There was a void, it seemed, gaping in the ground behind the bushes but a few yards off. But Gervase could scarce drag his body towards it as they crept close by the wall to see what it might be. For now he felt with a dull sense of terror that the great moment was past. His insurgent nerves told him that not again in cold blood would he climb to the parapet of the wall.
From this new errand he looked for no deliverance. But as soon as they came near they saw that the void, barely visible in the gray light, was a hole in the ground. It seemed to be a kind of cavern or deep passage burrowing far down into the very bowels of the earth. As far as they could discern it was provided with rude steps of stone, and the mouth of the cavern was protected by an iron grating.
They did not wait upon one another’s word, but at once and together put forth all their strength to remove this barrier. It was so heavy that it scarcely yielded at first.
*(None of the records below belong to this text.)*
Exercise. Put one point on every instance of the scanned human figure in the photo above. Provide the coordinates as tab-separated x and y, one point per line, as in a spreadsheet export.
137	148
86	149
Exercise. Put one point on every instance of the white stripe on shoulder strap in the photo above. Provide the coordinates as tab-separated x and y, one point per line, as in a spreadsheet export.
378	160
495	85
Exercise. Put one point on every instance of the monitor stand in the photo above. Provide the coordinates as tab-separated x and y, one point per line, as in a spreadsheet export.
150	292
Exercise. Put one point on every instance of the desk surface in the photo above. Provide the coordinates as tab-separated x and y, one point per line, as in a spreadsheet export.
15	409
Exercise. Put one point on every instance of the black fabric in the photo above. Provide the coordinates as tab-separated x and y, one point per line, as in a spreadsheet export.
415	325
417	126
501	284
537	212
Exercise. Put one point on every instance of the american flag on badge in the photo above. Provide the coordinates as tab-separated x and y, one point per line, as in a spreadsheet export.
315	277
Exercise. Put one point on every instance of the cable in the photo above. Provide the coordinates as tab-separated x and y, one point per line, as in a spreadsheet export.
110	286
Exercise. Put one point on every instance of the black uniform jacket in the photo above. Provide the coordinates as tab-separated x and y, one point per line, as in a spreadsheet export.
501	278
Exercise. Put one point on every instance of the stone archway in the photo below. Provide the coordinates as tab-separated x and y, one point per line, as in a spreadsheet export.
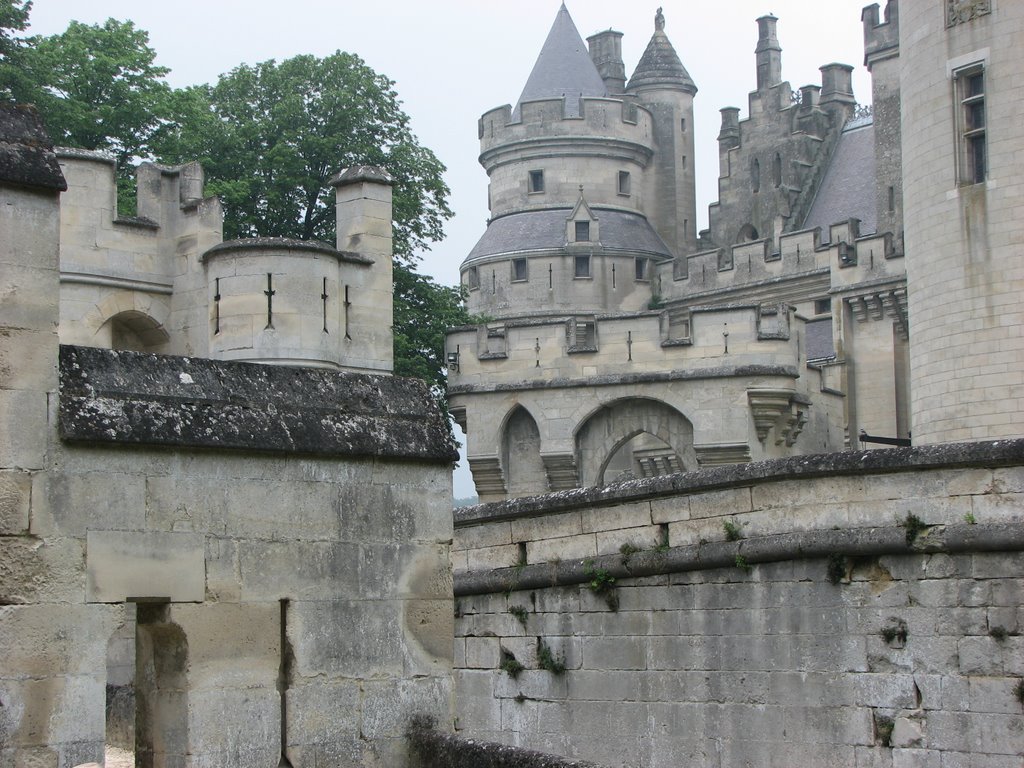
617	424
521	461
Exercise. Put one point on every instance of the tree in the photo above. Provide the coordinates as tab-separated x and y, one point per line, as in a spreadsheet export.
13	18
271	135
96	87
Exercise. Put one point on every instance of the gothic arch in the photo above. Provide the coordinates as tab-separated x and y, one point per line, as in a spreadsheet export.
612	425
524	473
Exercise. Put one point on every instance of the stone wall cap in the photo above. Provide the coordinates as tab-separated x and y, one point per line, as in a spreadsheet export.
27	157
886	461
285	244
359	173
130	398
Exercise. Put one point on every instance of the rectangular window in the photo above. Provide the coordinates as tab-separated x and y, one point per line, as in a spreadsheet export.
969	84
583	266
624	182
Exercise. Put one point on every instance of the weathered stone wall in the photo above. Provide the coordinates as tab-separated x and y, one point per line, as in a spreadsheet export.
834	631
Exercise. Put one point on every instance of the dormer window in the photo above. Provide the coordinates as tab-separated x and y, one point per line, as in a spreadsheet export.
624	182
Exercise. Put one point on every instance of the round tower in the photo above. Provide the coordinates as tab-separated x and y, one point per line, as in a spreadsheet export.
662	84
568	187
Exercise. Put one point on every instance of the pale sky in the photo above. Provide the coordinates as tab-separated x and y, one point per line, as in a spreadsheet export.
454	59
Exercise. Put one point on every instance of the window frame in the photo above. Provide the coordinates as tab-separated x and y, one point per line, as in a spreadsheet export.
972	139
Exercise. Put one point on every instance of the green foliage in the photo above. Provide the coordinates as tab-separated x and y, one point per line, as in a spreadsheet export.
520	614
884	729
271	135
601	583
547	659
97	87
895	632
510	666
627	551
912	525
837	567
423	310
733	532
13	18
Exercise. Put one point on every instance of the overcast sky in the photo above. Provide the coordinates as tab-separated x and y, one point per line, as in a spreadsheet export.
454	59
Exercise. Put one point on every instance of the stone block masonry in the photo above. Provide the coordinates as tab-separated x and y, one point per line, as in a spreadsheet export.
853	609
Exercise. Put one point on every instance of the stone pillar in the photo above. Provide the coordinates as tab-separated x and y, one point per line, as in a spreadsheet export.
364	206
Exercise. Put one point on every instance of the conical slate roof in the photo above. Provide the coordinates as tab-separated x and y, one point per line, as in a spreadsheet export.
659	65
563	69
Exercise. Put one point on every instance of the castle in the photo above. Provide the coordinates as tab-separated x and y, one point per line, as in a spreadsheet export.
224	522
622	343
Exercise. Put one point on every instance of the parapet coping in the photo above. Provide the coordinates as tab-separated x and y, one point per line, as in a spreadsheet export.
609	380
805	545
987	454
119	398
285	244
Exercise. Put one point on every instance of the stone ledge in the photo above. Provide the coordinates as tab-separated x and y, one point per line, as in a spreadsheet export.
949	456
125	398
797	546
432	749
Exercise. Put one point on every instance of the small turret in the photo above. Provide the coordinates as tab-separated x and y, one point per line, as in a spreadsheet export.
606	52
769	53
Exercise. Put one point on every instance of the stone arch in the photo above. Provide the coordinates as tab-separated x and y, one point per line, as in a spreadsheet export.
136	332
614	424
524	473
748	232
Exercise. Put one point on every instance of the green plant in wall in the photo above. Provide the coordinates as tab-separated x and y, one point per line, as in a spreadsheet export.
601	583
895	633
520	614
547	659
912	525
510	666
837	567
627	551
733	532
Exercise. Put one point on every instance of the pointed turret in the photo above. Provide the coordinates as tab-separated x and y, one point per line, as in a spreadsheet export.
659	65
662	84
563	69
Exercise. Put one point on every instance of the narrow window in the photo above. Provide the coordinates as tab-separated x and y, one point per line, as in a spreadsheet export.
624	182
970	88
583	266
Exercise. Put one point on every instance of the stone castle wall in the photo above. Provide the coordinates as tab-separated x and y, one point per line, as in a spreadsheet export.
830	632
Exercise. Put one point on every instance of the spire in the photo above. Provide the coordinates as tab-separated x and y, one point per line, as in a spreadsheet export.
563	69
659	65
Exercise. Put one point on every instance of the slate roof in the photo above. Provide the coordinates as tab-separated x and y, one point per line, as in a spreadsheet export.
847	189
538	230
563	69
659	65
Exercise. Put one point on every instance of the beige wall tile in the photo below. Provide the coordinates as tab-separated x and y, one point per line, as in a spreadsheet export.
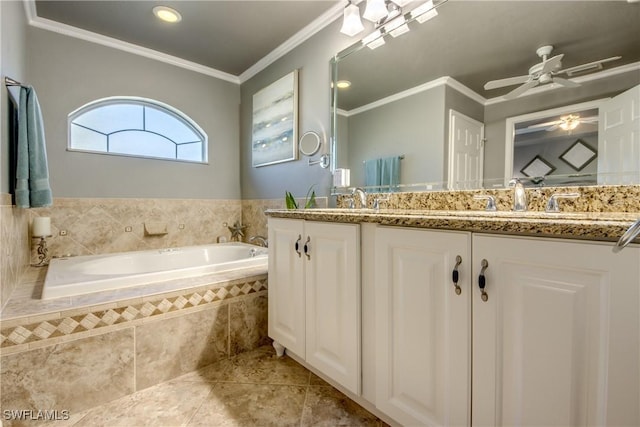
74	376
14	247
248	323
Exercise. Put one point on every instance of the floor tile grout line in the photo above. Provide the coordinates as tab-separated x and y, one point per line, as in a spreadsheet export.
204	400
304	404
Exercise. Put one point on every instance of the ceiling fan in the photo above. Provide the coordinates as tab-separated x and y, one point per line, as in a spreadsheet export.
545	72
568	123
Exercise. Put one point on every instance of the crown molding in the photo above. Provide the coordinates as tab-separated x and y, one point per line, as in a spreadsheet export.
300	37
453	83
68	30
446	80
296	40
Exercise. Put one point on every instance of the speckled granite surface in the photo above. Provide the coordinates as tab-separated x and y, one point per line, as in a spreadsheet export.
611	198
600	213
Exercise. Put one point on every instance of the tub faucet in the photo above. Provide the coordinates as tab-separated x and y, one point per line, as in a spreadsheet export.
260	241
363	197
519	196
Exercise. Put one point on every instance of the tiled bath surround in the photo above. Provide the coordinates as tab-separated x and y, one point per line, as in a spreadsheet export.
14	246
99	226
80	358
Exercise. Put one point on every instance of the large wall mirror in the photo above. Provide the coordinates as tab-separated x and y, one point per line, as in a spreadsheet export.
421	97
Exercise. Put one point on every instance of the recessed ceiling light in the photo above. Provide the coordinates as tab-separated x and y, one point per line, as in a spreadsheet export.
167	14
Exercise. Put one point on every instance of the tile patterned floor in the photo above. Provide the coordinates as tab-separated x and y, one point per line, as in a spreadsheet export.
253	389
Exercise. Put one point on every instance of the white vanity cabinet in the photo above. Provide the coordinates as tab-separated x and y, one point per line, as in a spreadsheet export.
556	342
314	295
423	326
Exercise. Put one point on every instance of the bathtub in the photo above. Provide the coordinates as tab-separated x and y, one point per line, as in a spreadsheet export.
93	273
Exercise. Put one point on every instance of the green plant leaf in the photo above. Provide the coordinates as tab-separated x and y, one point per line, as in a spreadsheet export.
290	201
310	198
311	201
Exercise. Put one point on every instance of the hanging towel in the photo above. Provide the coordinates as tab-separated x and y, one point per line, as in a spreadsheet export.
382	175
372	172
32	172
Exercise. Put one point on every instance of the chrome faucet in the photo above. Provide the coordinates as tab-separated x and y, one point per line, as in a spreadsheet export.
261	241
519	196
363	197
552	204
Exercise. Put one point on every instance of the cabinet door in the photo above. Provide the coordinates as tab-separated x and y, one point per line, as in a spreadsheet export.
333	301
286	284
423	326
556	342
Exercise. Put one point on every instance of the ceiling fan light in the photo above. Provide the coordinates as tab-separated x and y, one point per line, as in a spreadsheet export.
402	3
375	10
351	25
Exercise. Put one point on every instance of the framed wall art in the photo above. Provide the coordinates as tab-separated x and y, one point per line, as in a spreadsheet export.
578	155
275	122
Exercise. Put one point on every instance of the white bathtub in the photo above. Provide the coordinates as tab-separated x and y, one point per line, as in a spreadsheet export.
93	273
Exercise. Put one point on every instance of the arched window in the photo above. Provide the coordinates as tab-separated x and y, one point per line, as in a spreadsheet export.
131	126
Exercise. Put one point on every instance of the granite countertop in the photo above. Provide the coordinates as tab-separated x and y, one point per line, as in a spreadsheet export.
601	226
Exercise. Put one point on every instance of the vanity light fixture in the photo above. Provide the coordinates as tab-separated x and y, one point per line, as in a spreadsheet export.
375	10
388	17
167	14
424	12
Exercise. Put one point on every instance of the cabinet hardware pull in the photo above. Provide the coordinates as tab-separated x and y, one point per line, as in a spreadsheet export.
632	232
307	248
298	246
482	281
455	275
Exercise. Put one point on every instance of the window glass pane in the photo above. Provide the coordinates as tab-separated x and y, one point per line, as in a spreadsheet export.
85	139
141	144
136	127
190	151
112	117
169	126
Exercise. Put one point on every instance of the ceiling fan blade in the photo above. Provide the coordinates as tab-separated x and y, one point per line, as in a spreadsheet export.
521	89
524	131
494	84
542	125
591	119
552	63
565	82
587	66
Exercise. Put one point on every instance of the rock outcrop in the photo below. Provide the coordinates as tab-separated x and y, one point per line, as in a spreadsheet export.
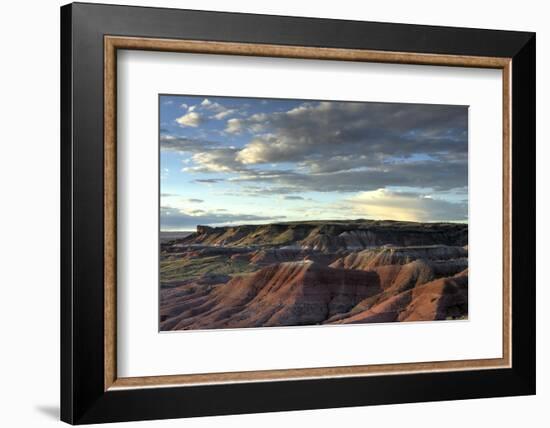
331	236
314	273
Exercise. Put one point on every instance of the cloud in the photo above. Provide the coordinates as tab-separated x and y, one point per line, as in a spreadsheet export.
431	174
218	159
223	114
173	218
183	145
312	132
234	126
406	206
209	180
192	119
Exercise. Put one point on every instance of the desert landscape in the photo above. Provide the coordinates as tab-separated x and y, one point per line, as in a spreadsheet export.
314	273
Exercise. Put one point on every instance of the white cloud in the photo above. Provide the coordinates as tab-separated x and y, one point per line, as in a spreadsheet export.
234	126
190	119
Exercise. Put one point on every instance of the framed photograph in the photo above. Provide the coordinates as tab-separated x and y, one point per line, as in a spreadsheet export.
266	213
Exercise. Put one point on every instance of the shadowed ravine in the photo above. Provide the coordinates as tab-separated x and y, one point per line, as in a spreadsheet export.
314	273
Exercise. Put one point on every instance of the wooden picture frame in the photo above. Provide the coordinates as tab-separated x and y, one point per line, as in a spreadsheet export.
91	390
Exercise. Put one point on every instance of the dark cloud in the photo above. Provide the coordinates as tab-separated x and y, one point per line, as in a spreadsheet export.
437	175
315	132
173	218
209	180
342	146
183	145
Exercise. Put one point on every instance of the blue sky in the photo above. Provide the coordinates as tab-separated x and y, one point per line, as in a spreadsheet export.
230	161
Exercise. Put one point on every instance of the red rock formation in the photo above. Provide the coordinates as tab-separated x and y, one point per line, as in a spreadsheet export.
296	293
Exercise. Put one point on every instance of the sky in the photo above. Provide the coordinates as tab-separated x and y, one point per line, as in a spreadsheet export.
228	161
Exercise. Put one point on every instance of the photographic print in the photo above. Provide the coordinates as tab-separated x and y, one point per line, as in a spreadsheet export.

But sheer desperation armed them, so that at last they were able to move the grating sufficiently to permit first one of their slender bodies and then the other to squeeze through the narrow opening into the total darkness that lay beyond.
By the time they had descended three steps they could see nothing. Absolute night yawned under their feet. The unknown, terrible and immeasurable, began slowly to receive them. Whither they were going they did not know. Where the cavern led, what they would find at the end of it or what they were likely to encounter by the way were matters about which it was vain to speculate. All that they knew was that for the time being they were very precariously delivered from a more instant peril.